RIDGEFIELD — The rector at St. Stephen’s Episcopal Church is calling on the community to combat hatred after she was condemned by an individual over the church’s Pride-themed sign.

On the morning of Nov. 1, the Rev. Whitney Altopp was walking on the sidewalk between the church’s sanctuary and office building on Main Street when a man came up beside her inquiring about the rainbow sign. The man questioned why the church was promoting pride, but when Altopp tried to explain he hurled an expletive at her, she said.

“I know that there are people that don’t agree with that — I am not surprised by that,” she told Hearst Connecticut Media. “I was really surprised by the starting point of the conversation being an expletive.”

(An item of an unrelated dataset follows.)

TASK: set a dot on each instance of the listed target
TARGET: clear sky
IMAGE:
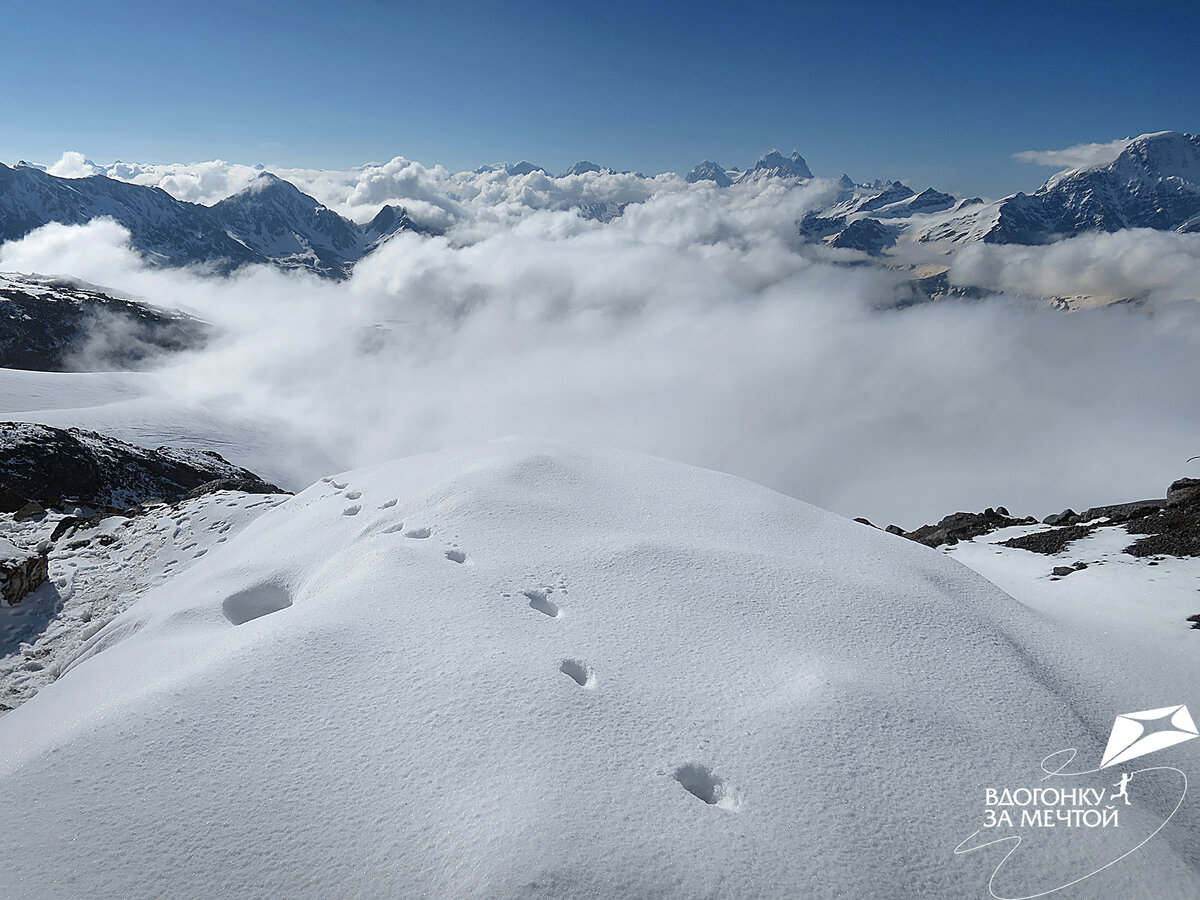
(933, 93)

Altopp detailed the incident in a video message posted to Facebook on Monday. She responded by saying communities are strengthened when people accept each other’s differences, to which the man yelled back, “You’re pushing an agenda,” she said.

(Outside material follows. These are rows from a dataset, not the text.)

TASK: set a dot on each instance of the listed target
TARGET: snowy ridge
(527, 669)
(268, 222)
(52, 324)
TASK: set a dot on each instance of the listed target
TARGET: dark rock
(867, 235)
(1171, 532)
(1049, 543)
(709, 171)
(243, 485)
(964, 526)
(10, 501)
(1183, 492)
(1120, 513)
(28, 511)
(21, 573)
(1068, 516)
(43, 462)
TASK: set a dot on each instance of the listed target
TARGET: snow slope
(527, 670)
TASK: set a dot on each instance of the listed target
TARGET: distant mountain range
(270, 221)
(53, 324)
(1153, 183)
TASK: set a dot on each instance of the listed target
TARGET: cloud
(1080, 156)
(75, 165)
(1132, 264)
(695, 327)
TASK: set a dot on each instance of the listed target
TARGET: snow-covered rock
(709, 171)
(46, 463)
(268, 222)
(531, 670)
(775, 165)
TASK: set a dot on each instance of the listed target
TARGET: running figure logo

“I said, ‘I would like to make room for you too but you’re making this very hard,’ and then he hurled another expletive at me across his shoulder,” Altopp said in the video.

The rainbow sign, which reads “Celebrate Pride,” has been hanging on a row of bushes outside St. Stephen’s since June 2020. But this was the first time Altopp was personally confronted about it, she said, noting that she did not call the police.

The incident follows an unrelated string of recent LGBTQ+ intolerance in the area.

In April, a pride flag displayed on the fencing outside a Bethel coffee shop was burned, prompting a police investigation. And in June, Deborah Ann’s Sweet Shoppe received a customer complaint regarding its Pride-themed ice cream flavor; the individual was critical of the offering, telling the shop not to promote the “lifestyle.”

First Selectman Rudy Marconi said he was saddened by the incident at St. Stephen’s, but noted this problem is not exclusive to Ridgefield.

“I’ve personally brought up situations that have occurred that are not normal with the 18 municipalities in our (Council of Governments), and everyone’s on the same page,” he said. “How do we return to a friendly environment of civility and respect for one another?”

Altopp believes this starts by actively confronting hatred.

“As people have spoken with me about that incident, it has generated conversation about how to be intentional about interrupting hate,” she said. “We have to rehearse that in our own rooms, and become familiar with our words so when the moment surprises us — like it did me — we douse it so that something good can grow from the moment.”